Master Python Regular Expressions: re.match(), re.search(), re.findall() – Practical Examples

What Is a Regular Expression in Python?

A regular expression (regex) is a compact textual description that tells Python how to locate patterns within a string. Regexes are indispensable for data extraction, validation, and transformation across codebases, logs, configuration files, and web scraping projects.

In Python, the re module ships with the interpreter and exposes a rich API for compiling patterns, searching, and replacing text. Whether you’re filtering user input, parsing logs, or scraping content from websites, a solid grasp of regex fundamentals saves time and reduces bugs.

Core Regex Concepts

Literal characters – match the exact text you write.
Metacharacters – special symbols that describe classes, ranges, or quantifiers (e.g., \d, \w, +, ?, *).
Anchors – ^ and $ pin the pattern to the start or end of a string.
Quantifiers – specify how many times a token may repeat.
Groups & alternation – capture sub‑matches and allow multiple options.
Flags – tweak pattern behavior (case‑insensitivity, multiline, etc.).

Common Identifier Table

Identifier	Description	Whitespace	Special Escape
\d	Any digit (0‑9)	\n	., +, *, ?, [], $, ^, (, ), {}, \|, \
\D	Non‑digit	\s
\s	Space, tab, newline, etc.	\t
\S	Non‑space	\e
\w	Alphanumeric plus underscore	\r
\W	Non‑alphanumeric (excluding underscore)	\f
.	Any character except newline	—
\b	Word boundary	—
\.	Literal period	—
\{x}	Exactly x occurrences	—

Getting Started with `re`

import re

The re module is part of Python’s standard library and requires no external dependencies.
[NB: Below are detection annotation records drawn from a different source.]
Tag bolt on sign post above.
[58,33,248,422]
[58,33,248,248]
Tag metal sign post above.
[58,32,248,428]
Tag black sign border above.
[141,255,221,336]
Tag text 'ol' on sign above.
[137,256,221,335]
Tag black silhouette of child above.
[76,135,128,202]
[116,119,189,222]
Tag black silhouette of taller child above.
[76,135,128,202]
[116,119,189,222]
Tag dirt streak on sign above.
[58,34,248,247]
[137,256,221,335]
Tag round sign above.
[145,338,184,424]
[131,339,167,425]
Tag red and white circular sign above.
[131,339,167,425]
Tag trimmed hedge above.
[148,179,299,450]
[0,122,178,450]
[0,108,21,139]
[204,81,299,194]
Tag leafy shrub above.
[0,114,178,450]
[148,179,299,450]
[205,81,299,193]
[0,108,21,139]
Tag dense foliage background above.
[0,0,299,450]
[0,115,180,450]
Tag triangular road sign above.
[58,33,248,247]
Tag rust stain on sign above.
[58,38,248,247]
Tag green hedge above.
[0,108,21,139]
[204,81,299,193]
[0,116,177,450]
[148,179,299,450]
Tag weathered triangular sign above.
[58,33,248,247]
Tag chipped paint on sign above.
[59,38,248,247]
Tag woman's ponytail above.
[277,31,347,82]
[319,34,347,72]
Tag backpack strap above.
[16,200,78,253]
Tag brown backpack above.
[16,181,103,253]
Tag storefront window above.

Common use‑cases include:

String validation (e.g., email addresses, phone numbers)
Data extraction from unstructured text
Automated web scraping

Example 1: `\w+` and `^`

^ – anchor at the beginning of a string.
\w+ – one or more word characters (letters, digits, underscore).
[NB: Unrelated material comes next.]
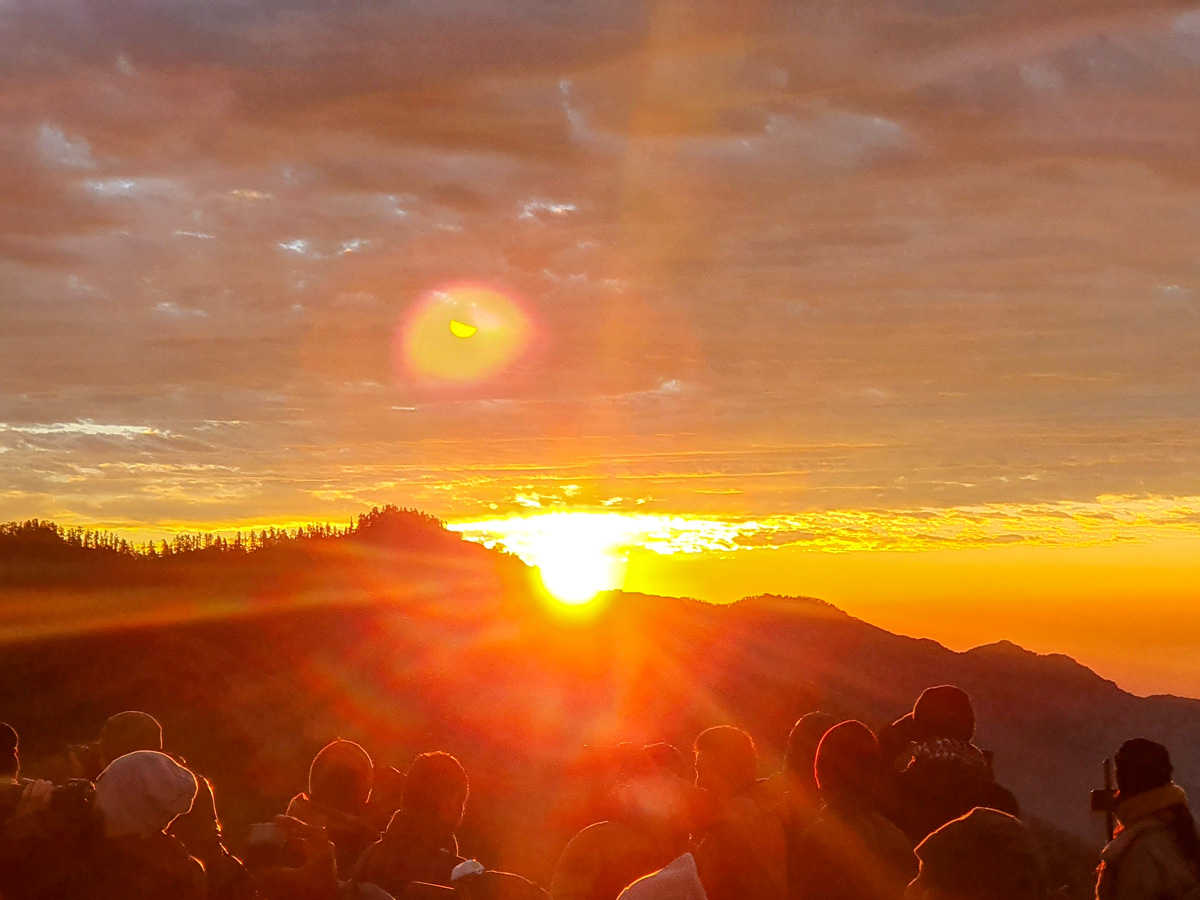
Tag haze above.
[0,0,1200,696]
Using these, we can capture the first word of a string:

import re
sample = "guru99, education is fun"
result = re.findall(r"^\w+", sample)
print(result)  # Output: ['guru99']

Removing the + would return only the first character: ["g"].
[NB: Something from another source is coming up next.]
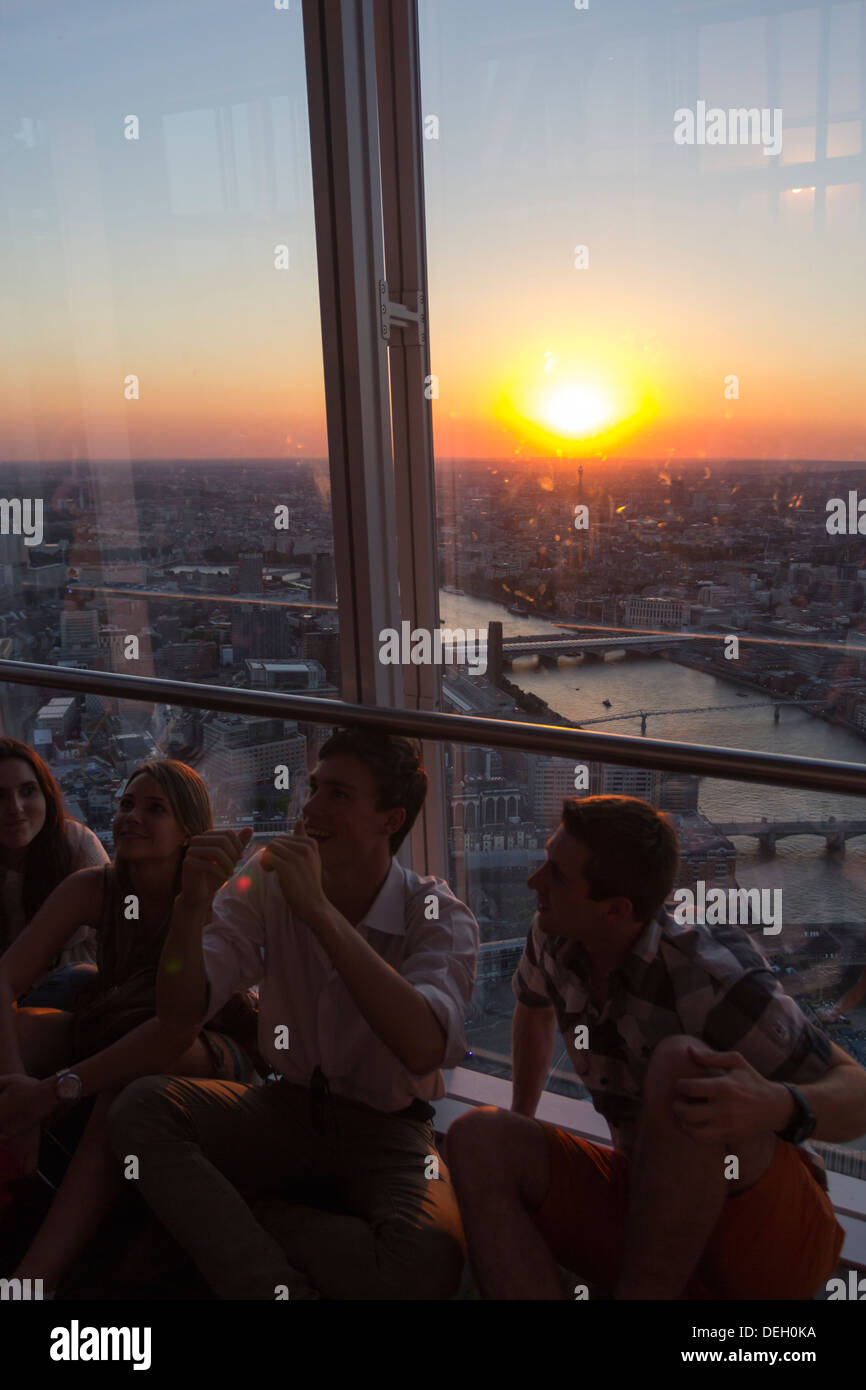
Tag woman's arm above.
[0,869,103,999]
[0,1019,199,1140]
Example 2: Splitting on Whitespace with `\s`

The re.split() function can divide a string wherever a pattern matches. Using \s splits on any whitespace character.

import re
text = "we are splitting the words"
print(re.split(r"\s", text))  # ['we', 'are', 'splitting', 'the', 'words']

If the backslash is omitted, s is treated as a literal, resulting in splits at every s character.

Regex Methods Overview

re.match() – checks for a match only at the beginning of the string.
re.search() – scans the entire string and returns the first match.
re.findall() – returns a list of all non‑overlapping matches.

Using `re.match()`

import re
text = "guru99 is a great platform"
match = re.match(r"^\w+", text)
print(match.group() if match else "No match")  # Output: guru99

Using `re.search()`

import re
text = "Software Testing is fun"
for pattern in ["Software testing", "guru99"]:
    found = re.search(pattern, text, re.IGNORECASE)
    print(f"Looking for '{pattern}' in '{text}' - {'found a match!' if found else 'no match'}")

Using `re.findall()`

import re
emails = "guru99@google.com, careerguru99@hotmail.com, users@yahoomail.com"
found = re.findall(r"[\w\.-]+@[\w\.-]+", emails)
for e in found:
    print(e)

Regex Flags

Flags modify pattern behavior. Common flags include:

Flag	Description
re.M (re.MULTILINE)	Make ^ and $ match the start and end of each line.
re.I (re.IGNORECASE)	Ignore case distinctions.
re.S (re.DOTALL)	Make dot match newlines.
re.U (re.UNICODE)	Apply Unicode-aware character classes.
re.L (re.LOCALE)	Make classes depend on the current locale.
re.X (re.VERBOSE)	Allow whitespace and comments in the pattern.

Multiline Example

import re
text = """guru99
careerguru99	selenium"""
print(re.findall(r"^\w", text))          # ['g']
print(re.findall(r"^\w", text, re.MULTILINE))  # ['g', 'c', 's']

Python 2 Compatibility

All examples above are written for Python 3. If you must run them under Python 2, replace print() statements with the Python 2 syntax and ensure that the re module is imported in the same way.